2 - Management wants to see your cloud performance metrics
As cloud implementations mature from trials to full deployments, management will demand to see tangible benefits of the cloud deployment. The way you design your network can be a deal breaker to success. The network is the strategic lever to achieve the cloud benefits of lower costs, reduced deployment time and new functionality. In short, the cloud is only as good as the network.
3 - Cloud storage is becoming an increasingly large percentage of corporate data
Organisations in the region typically use cloud infrastructure for simple storage backup to cloud data centres over low speed IP networks, trickling the data asynchronously as the network permits. Typically this use case fits small businesses with relatively low amounts of storage.

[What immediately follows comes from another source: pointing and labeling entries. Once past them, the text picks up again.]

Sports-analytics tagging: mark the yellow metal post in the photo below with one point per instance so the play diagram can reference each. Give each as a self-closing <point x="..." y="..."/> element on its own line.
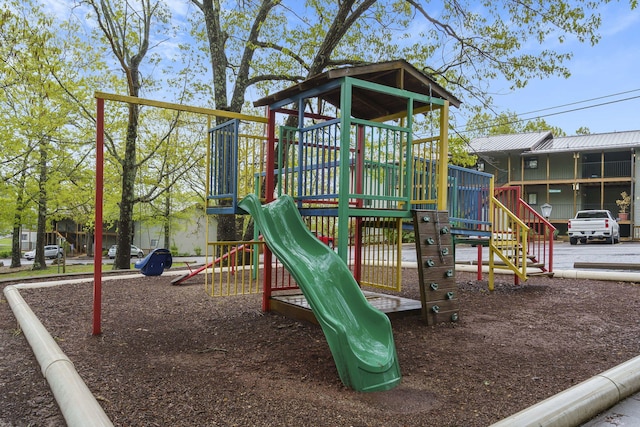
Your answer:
<point x="443" y="157"/>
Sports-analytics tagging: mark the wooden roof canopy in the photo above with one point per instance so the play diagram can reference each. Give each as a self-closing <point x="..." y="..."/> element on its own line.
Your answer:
<point x="366" y="104"/>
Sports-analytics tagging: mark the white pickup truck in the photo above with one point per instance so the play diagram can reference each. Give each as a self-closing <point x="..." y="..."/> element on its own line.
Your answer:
<point x="593" y="224"/>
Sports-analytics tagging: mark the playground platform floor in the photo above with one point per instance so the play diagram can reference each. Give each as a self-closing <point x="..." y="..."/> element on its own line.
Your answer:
<point x="297" y="306"/>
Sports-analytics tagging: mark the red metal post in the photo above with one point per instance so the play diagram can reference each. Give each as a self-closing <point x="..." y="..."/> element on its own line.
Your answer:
<point x="269" y="189"/>
<point x="97" y="246"/>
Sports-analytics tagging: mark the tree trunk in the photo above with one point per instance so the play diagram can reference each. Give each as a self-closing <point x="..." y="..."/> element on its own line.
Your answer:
<point x="124" y="234"/>
<point x="39" y="261"/>
<point x="167" y="221"/>
<point x="16" y="250"/>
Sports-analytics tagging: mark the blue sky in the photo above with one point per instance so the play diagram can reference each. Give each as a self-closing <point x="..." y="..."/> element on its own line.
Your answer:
<point x="610" y="67"/>
<point x="598" y="72"/>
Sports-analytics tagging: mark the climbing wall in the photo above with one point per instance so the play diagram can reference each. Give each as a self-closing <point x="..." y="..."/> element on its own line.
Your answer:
<point x="436" y="266"/>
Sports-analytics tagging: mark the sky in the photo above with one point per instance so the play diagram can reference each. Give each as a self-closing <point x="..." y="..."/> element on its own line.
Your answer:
<point x="602" y="94"/>
<point x="609" y="68"/>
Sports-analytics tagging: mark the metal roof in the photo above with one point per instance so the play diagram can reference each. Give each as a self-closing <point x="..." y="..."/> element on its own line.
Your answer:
<point x="594" y="142"/>
<point x="544" y="142"/>
<point x="365" y="104"/>
<point x="512" y="142"/>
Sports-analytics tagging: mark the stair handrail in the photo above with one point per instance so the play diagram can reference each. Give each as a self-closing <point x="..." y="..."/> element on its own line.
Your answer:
<point x="513" y="234"/>
<point x="540" y="242"/>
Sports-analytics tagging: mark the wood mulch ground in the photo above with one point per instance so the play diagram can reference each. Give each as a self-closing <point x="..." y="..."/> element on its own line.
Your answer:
<point x="171" y="355"/>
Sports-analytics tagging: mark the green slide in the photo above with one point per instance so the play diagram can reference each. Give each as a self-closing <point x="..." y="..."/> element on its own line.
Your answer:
<point x="359" y="335"/>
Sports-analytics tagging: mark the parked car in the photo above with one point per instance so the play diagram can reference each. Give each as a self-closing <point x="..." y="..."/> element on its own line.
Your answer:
<point x="593" y="224"/>
<point x="50" y="251"/>
<point x="327" y="240"/>
<point x="135" y="251"/>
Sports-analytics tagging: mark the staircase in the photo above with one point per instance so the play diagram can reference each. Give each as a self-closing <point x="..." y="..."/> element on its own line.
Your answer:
<point x="521" y="238"/>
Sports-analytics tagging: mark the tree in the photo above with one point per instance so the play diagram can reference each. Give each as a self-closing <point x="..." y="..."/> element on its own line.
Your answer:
<point x="127" y="31"/>
<point x="270" y="43"/>
<point x="37" y="117"/>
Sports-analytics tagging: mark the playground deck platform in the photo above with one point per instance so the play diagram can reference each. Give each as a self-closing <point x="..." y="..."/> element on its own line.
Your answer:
<point x="297" y="307"/>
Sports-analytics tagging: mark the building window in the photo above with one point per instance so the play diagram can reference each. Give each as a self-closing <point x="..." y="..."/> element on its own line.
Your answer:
<point x="531" y="163"/>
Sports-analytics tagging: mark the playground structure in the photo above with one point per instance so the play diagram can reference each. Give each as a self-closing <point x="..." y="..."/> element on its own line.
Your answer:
<point x="155" y="263"/>
<point x="356" y="172"/>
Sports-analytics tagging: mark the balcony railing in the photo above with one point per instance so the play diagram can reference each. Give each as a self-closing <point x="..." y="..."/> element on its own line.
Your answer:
<point x="613" y="169"/>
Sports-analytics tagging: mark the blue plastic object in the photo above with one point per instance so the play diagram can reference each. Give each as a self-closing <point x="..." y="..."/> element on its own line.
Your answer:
<point x="358" y="334"/>
<point x="155" y="263"/>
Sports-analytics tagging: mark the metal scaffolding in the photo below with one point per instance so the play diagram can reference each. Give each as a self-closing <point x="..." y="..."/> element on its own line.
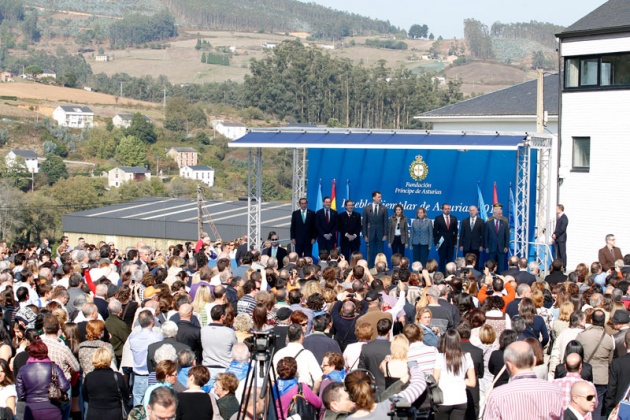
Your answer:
<point x="254" y="197"/>
<point x="299" y="176"/>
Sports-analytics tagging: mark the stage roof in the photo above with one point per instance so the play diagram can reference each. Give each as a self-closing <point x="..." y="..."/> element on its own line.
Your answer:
<point x="378" y="139"/>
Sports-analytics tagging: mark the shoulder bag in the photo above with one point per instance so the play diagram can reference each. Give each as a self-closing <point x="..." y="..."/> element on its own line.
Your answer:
<point x="56" y="395"/>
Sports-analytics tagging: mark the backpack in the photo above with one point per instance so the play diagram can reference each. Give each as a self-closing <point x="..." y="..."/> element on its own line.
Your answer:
<point x="299" y="405"/>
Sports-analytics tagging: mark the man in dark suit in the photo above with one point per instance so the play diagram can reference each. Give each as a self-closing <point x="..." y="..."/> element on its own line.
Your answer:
<point x="349" y="226"/>
<point x="303" y="232"/>
<point x="618" y="379"/>
<point x="326" y="225"/>
<point x="471" y="235"/>
<point x="497" y="236"/>
<point x="523" y="276"/>
<point x="275" y="250"/>
<point x="560" y="234"/>
<point x="476" y="354"/>
<point x="374" y="227"/>
<point x="445" y="228"/>
<point x="373" y="353"/>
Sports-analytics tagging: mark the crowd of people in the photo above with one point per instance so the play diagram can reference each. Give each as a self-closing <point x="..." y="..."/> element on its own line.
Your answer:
<point x="91" y="332"/>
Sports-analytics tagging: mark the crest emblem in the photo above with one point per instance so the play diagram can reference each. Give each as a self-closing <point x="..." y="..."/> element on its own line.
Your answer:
<point x="418" y="169"/>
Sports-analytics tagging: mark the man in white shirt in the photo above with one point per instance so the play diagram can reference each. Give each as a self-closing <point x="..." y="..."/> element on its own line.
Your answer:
<point x="309" y="371"/>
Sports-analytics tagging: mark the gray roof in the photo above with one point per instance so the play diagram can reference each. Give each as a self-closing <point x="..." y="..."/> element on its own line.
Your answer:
<point x="134" y="169"/>
<point x="26" y="154"/>
<point x="200" y="168"/>
<point x="183" y="149"/>
<point x="77" y="109"/>
<point x="611" y="17"/>
<point x="515" y="100"/>
<point x="176" y="219"/>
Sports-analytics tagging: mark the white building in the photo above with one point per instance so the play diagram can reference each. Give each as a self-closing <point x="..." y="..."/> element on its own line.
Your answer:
<point x="594" y="127"/>
<point x="200" y="173"/>
<point x="124" y="120"/>
<point x="30" y="160"/>
<point x="230" y="130"/>
<point x="117" y="176"/>
<point x="74" y="116"/>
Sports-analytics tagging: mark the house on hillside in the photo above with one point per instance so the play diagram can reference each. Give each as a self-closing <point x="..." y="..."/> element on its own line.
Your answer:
<point x="15" y="156"/>
<point x="124" y="120"/>
<point x="75" y="116"/>
<point x="594" y="124"/>
<point x="184" y="156"/>
<point x="200" y="173"/>
<point x="117" y="176"/>
<point x="229" y="129"/>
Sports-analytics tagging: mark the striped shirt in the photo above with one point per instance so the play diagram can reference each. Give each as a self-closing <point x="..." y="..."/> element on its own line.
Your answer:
<point x="525" y="397"/>
<point x="424" y="355"/>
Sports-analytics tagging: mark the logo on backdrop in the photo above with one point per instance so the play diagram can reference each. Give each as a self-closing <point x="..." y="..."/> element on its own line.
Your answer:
<point x="418" y="169"/>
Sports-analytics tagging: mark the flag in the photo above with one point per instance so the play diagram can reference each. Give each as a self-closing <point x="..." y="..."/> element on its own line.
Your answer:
<point x="482" y="205"/>
<point x="319" y="205"/>
<point x="512" y="218"/>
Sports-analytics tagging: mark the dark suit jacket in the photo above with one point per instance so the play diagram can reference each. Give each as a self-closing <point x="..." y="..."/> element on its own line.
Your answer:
<point x="561" y="228"/>
<point x="440" y="230"/>
<point x="524" y="277"/>
<point x="471" y="238"/>
<point x="496" y="242"/>
<point x="323" y="227"/>
<point x="280" y="254"/>
<point x="606" y="259"/>
<point x="374" y="226"/>
<point x="372" y="354"/>
<point x="568" y="415"/>
<point x="303" y="232"/>
<point x="618" y="382"/>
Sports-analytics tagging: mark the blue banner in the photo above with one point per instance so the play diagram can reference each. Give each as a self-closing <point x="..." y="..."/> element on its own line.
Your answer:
<point x="414" y="178"/>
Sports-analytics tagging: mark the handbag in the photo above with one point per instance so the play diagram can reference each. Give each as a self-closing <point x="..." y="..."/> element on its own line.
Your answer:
<point x="123" y="407"/>
<point x="299" y="405"/>
<point x="436" y="396"/>
<point x="56" y="395"/>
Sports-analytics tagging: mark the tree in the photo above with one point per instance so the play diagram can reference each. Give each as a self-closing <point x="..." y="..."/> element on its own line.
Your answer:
<point x="131" y="151"/>
<point x="54" y="168"/>
<point x="142" y="129"/>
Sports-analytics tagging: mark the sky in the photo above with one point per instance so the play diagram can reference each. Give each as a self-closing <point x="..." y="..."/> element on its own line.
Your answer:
<point x="446" y="18"/>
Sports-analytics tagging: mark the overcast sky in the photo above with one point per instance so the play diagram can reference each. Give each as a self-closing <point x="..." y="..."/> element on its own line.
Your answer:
<point x="446" y="18"/>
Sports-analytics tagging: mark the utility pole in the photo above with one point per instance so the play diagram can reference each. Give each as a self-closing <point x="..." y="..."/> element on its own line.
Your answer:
<point x="199" y="212"/>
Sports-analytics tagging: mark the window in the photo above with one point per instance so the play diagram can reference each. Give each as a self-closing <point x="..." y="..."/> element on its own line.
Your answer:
<point x="608" y="71"/>
<point x="581" y="154"/>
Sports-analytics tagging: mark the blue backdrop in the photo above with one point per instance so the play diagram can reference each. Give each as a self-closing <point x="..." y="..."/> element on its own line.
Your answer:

As the market evolves, larger enterprises will also want to take advantage of lower cost cloud storage for large amounts of storage. They will want a network that can dynamically respond to moving terabytes when the data needs to move — without bottlenecks, security holes or dropped packets.
4 - A more efficient network is critical for cloud data centre connections
IT organisations in the Middle East are highly motivated to drive efficiencies — first through data centre consolidation, then virtualisation, with the next step being to use cloud services. The network is also a key enabler for cloud service providers to operate multiple data centres as a shared pool of virtual data centres, which could enable a 35% reduction in total cloud data centre resources. The network is the key ingredient that ties everything together, serving as a backplane across the data centres for flexible delivery of applications and services.
5 - Inter-data centre networks are going virtual too
A virtualised network partitions resources in many different ways, e.g., virtual circuits (EVPLs), virtual wavelengths (Optical Transport Network - OTN), virtual switches (VSIs) and virtual networks (VPNs, Optical Virtual Private Network - OVPNs).
Virtualisation of the network provides network efficiency, i.e. coordination of the bandwidth and topology to the specific application need at a point in time. This eliminates the need to size all data centre network interconnection facilities for a peak capacity that is only rarely used, which lowers costs because you don't need to make unnecessary network equipment investment.
6 - You will want to automate cloud use cases using an intelligent network
Workload orchestration between cloud data centres, and between enterprise and cloud data centres, will be driven by policy-based software automation tools.